A look at Mike Mussina’s chance to get the call to the Hall and other notes

Former Orioles right-hander Mike Mussina may make the Hall of Fame one day, but it appears today will not be that day. He may well come up short on a ballot plentiful with worthy candidates.

It is clear to me that all these years later some O’s fans are still bitter about Mussina’s signing with the Yankees as a free agent. What is not clear is exactly what percentage of O’s fans feel that way. I would think time heals some wounds, but not all of them for some fans.

If Mussina does someday make it, then we’ll find out if he goes in as an Oriole or a Yankee. He played 18 seasons in the majors, ten as an Oriole.

Mussina went 147-81 with a 3.53 ERA as an Oriole. He actually posted better pitching stats with the Orioles than the Yankees despite playing on five losing teams in Baltimore and six first-place clubs in New York. His ERA (3.53 to 3.88), win percentage (.645 to .631) and WHIP (1.18 to 1.21) were all better with Baltimore.

When a player is elected, the six-member Hall of Fame senior staff makes the decision on which cap a player wears on his plaque when inducted, not the player.

The Hall’s spokesman, Brad Horne, explained the process to me when Mussina was elected to the O’s Hall of Fame in 2012.

“For anyone that is elected, the decision of which logo appears on his Hall of Fame plaque is the decision of the museum and not the player,” Horne said. “Our role, as a historical institution, is to preserve the integrity of the team that is most representative from an individual’s career.

“If someone’s career is split between two or three franchises, numbers alone do not necessarily tell the story of where the greatest impact was made. The process is, once an individual is elected, and only at that time, does the Hall of Fame begin the process of which team is represented on the plaque. The individual is elected in January, but not inducted until July.

“The senior staff of the Hall makes that determination. The numbers are a big factor, but also intangibles come into play, as well things like awards and postseason. Sometimes, the process is resolved in a matter of hours. Sometimes it can take a couple of months before we are ready to announce the decision.”

The Orioles announced yesterday the signings of pitchers Eddie Gamboa and Zach Clark to minor league contracts. Gamboa, who was on the 40-man roster briefly this winter, was expected to re-sign.

It was good to see Clark re-sign as well. An Oriole since he signed with the organization in May of 2006, Clark had an eventful 2013 season. One that included his first call to the big leagues - even if it lasted just four days - and later his conversion to a knuckleball pitcher.

That conversion began only after Clark was designated for assignment in early May. Yes, it is tough to make the change during the season. At least Gamboa began his switch during spring training.

Clark went 3-15 with a 7.84 ERA at four levels of the O’s minor league system in 2013, ending the year with Single-A Frederick. Over 111 1/3 innings, he gave up 134 hits, with 75 walks and 65 strikeouts.
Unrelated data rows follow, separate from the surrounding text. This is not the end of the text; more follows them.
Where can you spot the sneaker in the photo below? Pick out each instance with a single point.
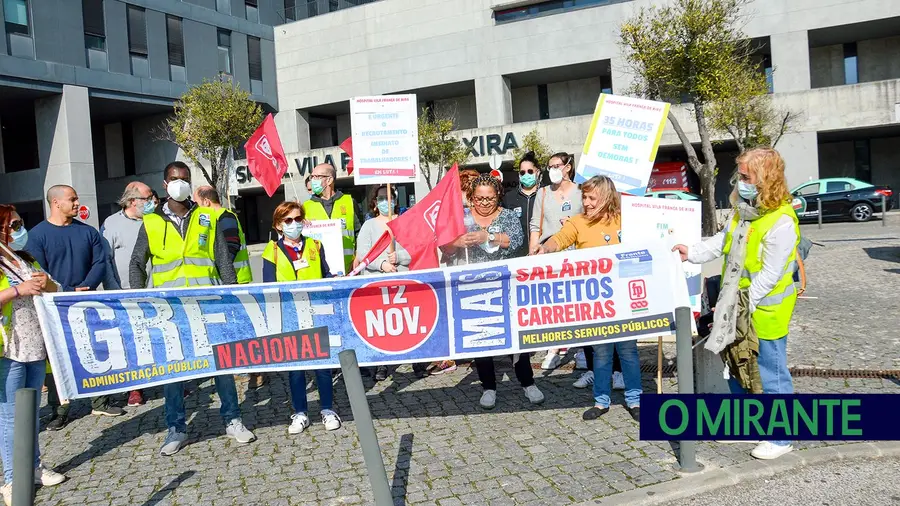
(330, 420)
(768, 450)
(534, 395)
(174, 441)
(488, 399)
(58, 422)
(136, 398)
(580, 361)
(551, 361)
(443, 367)
(47, 477)
(586, 380)
(299, 423)
(618, 381)
(241, 434)
(112, 411)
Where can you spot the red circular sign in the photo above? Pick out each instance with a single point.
(394, 316)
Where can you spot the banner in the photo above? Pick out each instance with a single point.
(622, 142)
(115, 341)
(385, 138)
(330, 234)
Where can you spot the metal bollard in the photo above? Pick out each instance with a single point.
(820, 212)
(23, 446)
(687, 455)
(368, 440)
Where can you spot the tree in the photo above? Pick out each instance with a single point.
(690, 51)
(533, 142)
(209, 120)
(438, 149)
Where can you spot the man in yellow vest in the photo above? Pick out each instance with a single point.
(186, 248)
(328, 204)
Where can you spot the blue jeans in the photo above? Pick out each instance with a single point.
(773, 372)
(16, 375)
(631, 370)
(297, 382)
(174, 393)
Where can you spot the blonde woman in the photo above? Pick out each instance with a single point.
(760, 249)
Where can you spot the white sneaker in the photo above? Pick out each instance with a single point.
(488, 399)
(330, 420)
(47, 477)
(580, 361)
(618, 381)
(551, 361)
(299, 423)
(534, 395)
(768, 451)
(241, 434)
(586, 380)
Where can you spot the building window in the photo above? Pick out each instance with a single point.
(94, 34)
(137, 41)
(543, 8)
(225, 52)
(175, 45)
(252, 11)
(254, 56)
(851, 74)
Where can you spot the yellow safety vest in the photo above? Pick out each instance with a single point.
(284, 268)
(242, 259)
(177, 262)
(343, 210)
(773, 313)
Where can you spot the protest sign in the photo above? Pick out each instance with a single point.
(622, 142)
(330, 234)
(116, 341)
(671, 222)
(385, 137)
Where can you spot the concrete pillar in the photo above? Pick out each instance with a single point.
(790, 59)
(800, 151)
(493, 101)
(65, 146)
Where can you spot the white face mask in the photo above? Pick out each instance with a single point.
(179, 190)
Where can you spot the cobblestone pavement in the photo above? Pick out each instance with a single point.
(439, 447)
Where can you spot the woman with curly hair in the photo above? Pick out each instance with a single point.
(760, 249)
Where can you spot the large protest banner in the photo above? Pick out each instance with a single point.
(115, 341)
(622, 142)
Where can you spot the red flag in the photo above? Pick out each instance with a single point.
(347, 146)
(265, 156)
(434, 221)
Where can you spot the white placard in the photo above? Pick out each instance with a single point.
(622, 142)
(385, 132)
(328, 232)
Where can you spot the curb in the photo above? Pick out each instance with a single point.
(688, 485)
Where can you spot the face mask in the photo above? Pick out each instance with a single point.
(18, 239)
(746, 190)
(179, 190)
(293, 230)
(528, 180)
(555, 176)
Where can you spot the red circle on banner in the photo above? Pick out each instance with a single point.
(394, 316)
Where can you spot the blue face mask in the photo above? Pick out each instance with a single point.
(747, 191)
(528, 180)
(293, 230)
(18, 239)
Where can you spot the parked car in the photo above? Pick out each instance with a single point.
(840, 198)
(671, 194)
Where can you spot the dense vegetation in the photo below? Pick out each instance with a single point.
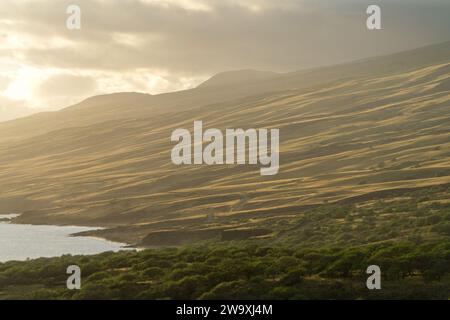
(239, 271)
(322, 253)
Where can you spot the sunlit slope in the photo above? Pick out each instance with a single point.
(339, 139)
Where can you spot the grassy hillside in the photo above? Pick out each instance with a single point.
(368, 129)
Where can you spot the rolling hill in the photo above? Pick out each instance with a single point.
(352, 131)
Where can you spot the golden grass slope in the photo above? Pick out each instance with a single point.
(107, 162)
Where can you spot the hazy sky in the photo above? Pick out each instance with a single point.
(164, 45)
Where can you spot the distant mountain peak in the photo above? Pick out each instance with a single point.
(237, 77)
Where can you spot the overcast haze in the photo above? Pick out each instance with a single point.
(158, 46)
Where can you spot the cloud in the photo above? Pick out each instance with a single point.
(157, 45)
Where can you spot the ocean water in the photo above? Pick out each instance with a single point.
(22, 242)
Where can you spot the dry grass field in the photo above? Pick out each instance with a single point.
(366, 129)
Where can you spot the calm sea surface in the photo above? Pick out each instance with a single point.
(22, 242)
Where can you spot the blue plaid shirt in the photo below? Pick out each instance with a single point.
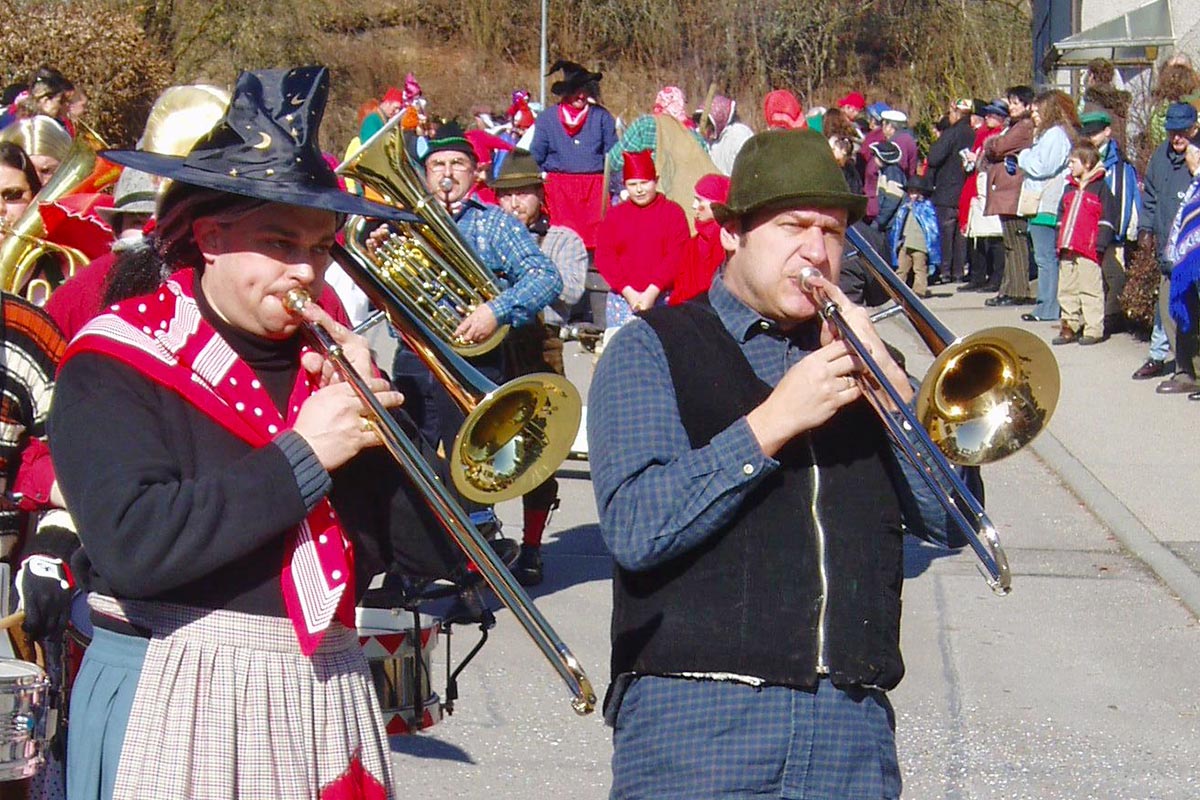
(657, 495)
(528, 278)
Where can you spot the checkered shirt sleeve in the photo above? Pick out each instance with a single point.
(565, 250)
(658, 498)
(531, 282)
(641, 134)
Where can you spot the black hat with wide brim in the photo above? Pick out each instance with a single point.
(265, 148)
(787, 169)
(575, 77)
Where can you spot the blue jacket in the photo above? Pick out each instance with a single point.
(1162, 192)
(927, 217)
(1122, 180)
(891, 194)
(583, 154)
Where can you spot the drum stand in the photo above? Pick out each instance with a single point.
(403, 594)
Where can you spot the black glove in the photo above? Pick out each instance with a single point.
(45, 582)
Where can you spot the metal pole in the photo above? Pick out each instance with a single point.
(541, 72)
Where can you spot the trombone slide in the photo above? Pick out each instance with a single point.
(919, 450)
(455, 519)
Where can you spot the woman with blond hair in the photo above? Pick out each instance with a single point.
(1044, 164)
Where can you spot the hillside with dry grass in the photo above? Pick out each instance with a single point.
(474, 53)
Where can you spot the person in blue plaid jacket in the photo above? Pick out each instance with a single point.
(753, 503)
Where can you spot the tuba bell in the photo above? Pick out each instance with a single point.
(435, 270)
(24, 240)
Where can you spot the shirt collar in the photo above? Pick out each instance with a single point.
(744, 323)
(741, 320)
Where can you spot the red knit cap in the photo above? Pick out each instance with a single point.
(713, 187)
(639, 167)
(855, 100)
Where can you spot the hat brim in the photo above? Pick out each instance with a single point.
(306, 196)
(571, 85)
(111, 212)
(516, 181)
(855, 205)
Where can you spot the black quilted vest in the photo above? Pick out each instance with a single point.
(748, 600)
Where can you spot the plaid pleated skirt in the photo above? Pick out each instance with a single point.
(227, 707)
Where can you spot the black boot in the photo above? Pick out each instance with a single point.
(528, 570)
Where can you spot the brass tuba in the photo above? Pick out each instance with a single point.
(24, 241)
(515, 435)
(433, 269)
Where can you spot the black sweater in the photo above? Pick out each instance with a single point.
(172, 506)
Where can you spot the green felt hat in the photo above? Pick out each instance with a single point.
(780, 169)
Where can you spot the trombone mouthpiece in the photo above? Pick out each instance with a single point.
(295, 300)
(808, 277)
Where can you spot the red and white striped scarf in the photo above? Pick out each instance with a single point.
(573, 121)
(163, 336)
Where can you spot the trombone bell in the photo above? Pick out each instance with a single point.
(515, 438)
(989, 395)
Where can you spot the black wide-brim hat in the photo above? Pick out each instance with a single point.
(265, 148)
(787, 169)
(575, 78)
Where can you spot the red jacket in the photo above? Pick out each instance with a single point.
(1087, 215)
(702, 257)
(639, 246)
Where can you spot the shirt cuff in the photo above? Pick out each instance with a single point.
(737, 449)
(311, 477)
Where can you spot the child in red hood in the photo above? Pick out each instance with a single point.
(703, 254)
(1086, 221)
(640, 242)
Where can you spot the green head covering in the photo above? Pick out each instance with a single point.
(787, 169)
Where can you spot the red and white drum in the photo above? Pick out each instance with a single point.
(401, 666)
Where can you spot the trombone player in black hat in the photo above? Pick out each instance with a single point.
(240, 504)
(754, 503)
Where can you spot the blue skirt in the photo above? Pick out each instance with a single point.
(101, 702)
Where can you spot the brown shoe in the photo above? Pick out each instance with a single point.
(1179, 384)
(1066, 336)
(1152, 368)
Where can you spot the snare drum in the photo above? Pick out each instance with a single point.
(401, 672)
(24, 719)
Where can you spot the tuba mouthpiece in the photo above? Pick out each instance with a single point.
(295, 300)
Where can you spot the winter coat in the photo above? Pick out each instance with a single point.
(1045, 167)
(870, 170)
(1087, 215)
(1003, 190)
(1122, 180)
(1162, 191)
(927, 217)
(891, 194)
(947, 164)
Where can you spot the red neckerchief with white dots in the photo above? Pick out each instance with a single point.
(163, 336)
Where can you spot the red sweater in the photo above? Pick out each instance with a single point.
(702, 257)
(639, 246)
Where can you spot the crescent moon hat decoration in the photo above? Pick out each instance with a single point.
(265, 148)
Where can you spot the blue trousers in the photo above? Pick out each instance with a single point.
(683, 739)
(1045, 253)
(100, 711)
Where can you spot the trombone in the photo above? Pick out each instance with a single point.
(985, 397)
(456, 521)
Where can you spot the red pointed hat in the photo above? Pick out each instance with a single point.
(639, 167)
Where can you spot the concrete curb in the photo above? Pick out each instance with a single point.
(1113, 512)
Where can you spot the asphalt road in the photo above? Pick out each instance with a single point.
(1080, 684)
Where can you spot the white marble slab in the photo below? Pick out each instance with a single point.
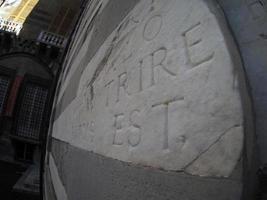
(161, 92)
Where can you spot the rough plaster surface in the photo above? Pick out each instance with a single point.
(162, 91)
(86, 175)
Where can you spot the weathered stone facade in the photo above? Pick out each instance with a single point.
(152, 103)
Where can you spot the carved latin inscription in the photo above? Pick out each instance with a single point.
(144, 104)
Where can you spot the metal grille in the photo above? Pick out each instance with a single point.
(4, 84)
(31, 112)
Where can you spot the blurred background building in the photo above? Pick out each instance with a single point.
(33, 38)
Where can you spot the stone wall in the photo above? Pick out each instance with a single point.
(153, 103)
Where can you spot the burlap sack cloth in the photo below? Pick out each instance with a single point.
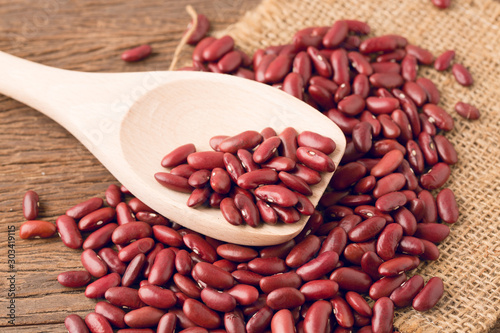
(469, 263)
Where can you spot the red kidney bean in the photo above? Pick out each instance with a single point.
(97, 288)
(283, 322)
(230, 212)
(167, 235)
(366, 229)
(386, 80)
(342, 312)
(390, 201)
(156, 296)
(112, 313)
(370, 262)
(389, 162)
(280, 280)
(248, 210)
(212, 276)
(358, 303)
(200, 314)
(432, 232)
(93, 264)
(133, 270)
(355, 251)
(433, 95)
(383, 315)
(319, 289)
(110, 257)
(447, 206)
(381, 105)
(142, 245)
(137, 53)
(390, 129)
(351, 279)
(388, 241)
(411, 245)
(173, 182)
(178, 156)
(30, 205)
(467, 111)
(97, 323)
(124, 296)
(75, 324)
(74, 279)
(244, 294)
(126, 233)
(285, 298)
(147, 316)
(236, 253)
(215, 50)
(386, 67)
(186, 285)
(267, 266)
(95, 219)
(303, 251)
(385, 286)
(260, 320)
(68, 230)
(317, 267)
(462, 75)
(430, 294)
(404, 294)
(397, 265)
(436, 177)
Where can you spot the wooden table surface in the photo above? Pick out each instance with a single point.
(36, 153)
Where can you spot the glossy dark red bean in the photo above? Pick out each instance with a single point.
(388, 241)
(98, 288)
(285, 298)
(383, 315)
(74, 279)
(433, 95)
(404, 294)
(97, 323)
(370, 262)
(75, 324)
(124, 296)
(351, 279)
(358, 303)
(212, 276)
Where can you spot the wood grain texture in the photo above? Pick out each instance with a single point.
(36, 153)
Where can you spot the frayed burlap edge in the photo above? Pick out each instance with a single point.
(469, 263)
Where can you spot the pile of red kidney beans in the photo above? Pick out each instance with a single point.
(385, 210)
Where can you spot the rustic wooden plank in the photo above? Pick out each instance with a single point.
(36, 153)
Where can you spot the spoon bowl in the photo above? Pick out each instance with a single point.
(130, 121)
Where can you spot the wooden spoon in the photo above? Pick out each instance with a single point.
(129, 121)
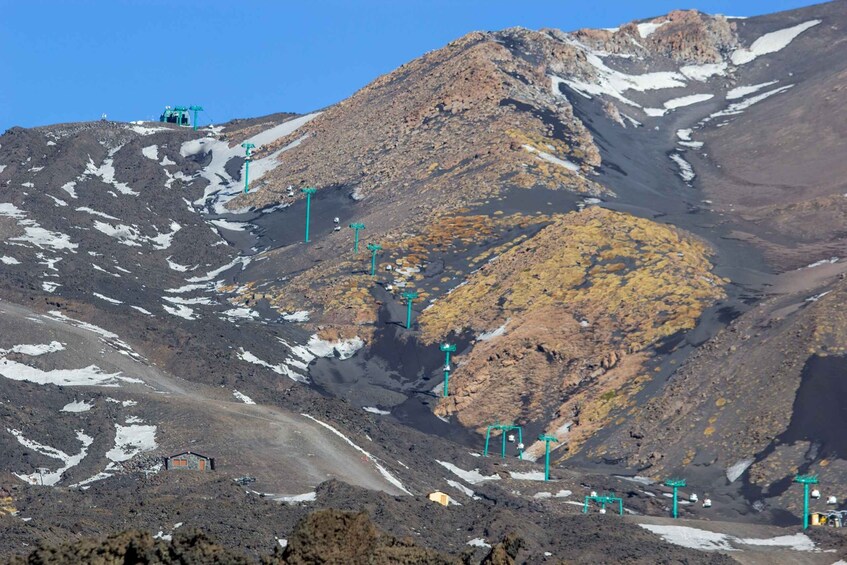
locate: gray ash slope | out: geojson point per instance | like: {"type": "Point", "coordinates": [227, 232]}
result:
{"type": "Point", "coordinates": [117, 246]}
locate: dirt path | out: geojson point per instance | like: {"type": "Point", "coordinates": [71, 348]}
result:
{"type": "Point", "coordinates": [288, 453]}
{"type": "Point", "coordinates": [749, 544]}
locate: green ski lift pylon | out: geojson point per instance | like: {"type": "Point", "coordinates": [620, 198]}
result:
{"type": "Point", "coordinates": [447, 348]}
{"type": "Point", "coordinates": [806, 480]}
{"type": "Point", "coordinates": [182, 112]}
{"type": "Point", "coordinates": [374, 249]}
{"type": "Point", "coordinates": [195, 109]}
{"type": "Point", "coordinates": [603, 500]}
{"type": "Point", "coordinates": [356, 227]}
{"type": "Point", "coordinates": [547, 439]}
{"type": "Point", "coordinates": [410, 298]}
{"type": "Point", "coordinates": [308, 192]}
{"type": "Point", "coordinates": [247, 148]}
{"type": "Point", "coordinates": [675, 484]}
{"type": "Point", "coordinates": [504, 428]}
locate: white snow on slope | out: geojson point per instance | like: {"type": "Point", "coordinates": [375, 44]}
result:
{"type": "Point", "coordinates": [473, 477]}
{"type": "Point", "coordinates": [552, 159]}
{"type": "Point", "coordinates": [704, 540]}
{"type": "Point", "coordinates": [87, 376]}
{"type": "Point", "coordinates": [295, 498]}
{"type": "Point", "coordinates": [52, 477]}
{"type": "Point", "coordinates": [382, 470]}
{"type": "Point", "coordinates": [736, 470]}
{"type": "Point", "coordinates": [77, 406]}
{"type": "Point", "coordinates": [614, 83]}
{"type": "Point", "coordinates": [647, 29]}
{"type": "Point", "coordinates": [770, 43]}
{"type": "Point", "coordinates": [222, 187]}
{"type": "Point", "coordinates": [703, 72]}
{"type": "Point", "coordinates": [131, 237]}
{"type": "Point", "coordinates": [674, 103]}
{"type": "Point", "coordinates": [479, 542]}
{"type": "Point", "coordinates": [742, 91]}
{"type": "Point", "coordinates": [180, 311]}
{"type": "Point", "coordinates": [58, 201]}
{"type": "Point", "coordinates": [132, 440]}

It was a bit of a bumpy ride for him, but it also had to be incredibly difficult to make that switch six weeks into the season and then try to get out hitters at Double-A Bowie.

Clark committed to the pitch and the O’s said they’d stay with him during what would be a long-term process. The O’s officially held up their part of the bargain yesterday.

My last two thoughts today are about the Hall of Fame voting process. I’ll beat the drum yet again today that some broadcasters be included in the Hall vote. What is wrong with adding two to three per year, not for full BBWAA membership, but Hall voting rights. You can’t tell me broadcasters like Bob Costas, Jon Miller, Vin Scully or even adding a sabermetric element with someone like Brian Kenny, would not be good additions to the electorate. It is past time for someone with the Hall or BBWAA to make this happen.

Finally, I’ve changed my mind in thinking that having voters make their ballots public is a good idea. It’s not. It creates too much talk about Hall of Fame voters rather than Hall of Fame players.

I don’t care that some writer from Los Angeles voted only for Jack Morris and I don’t even care why he did it. This should not be about him or any individual voter but the players that are headed to Cooperstown.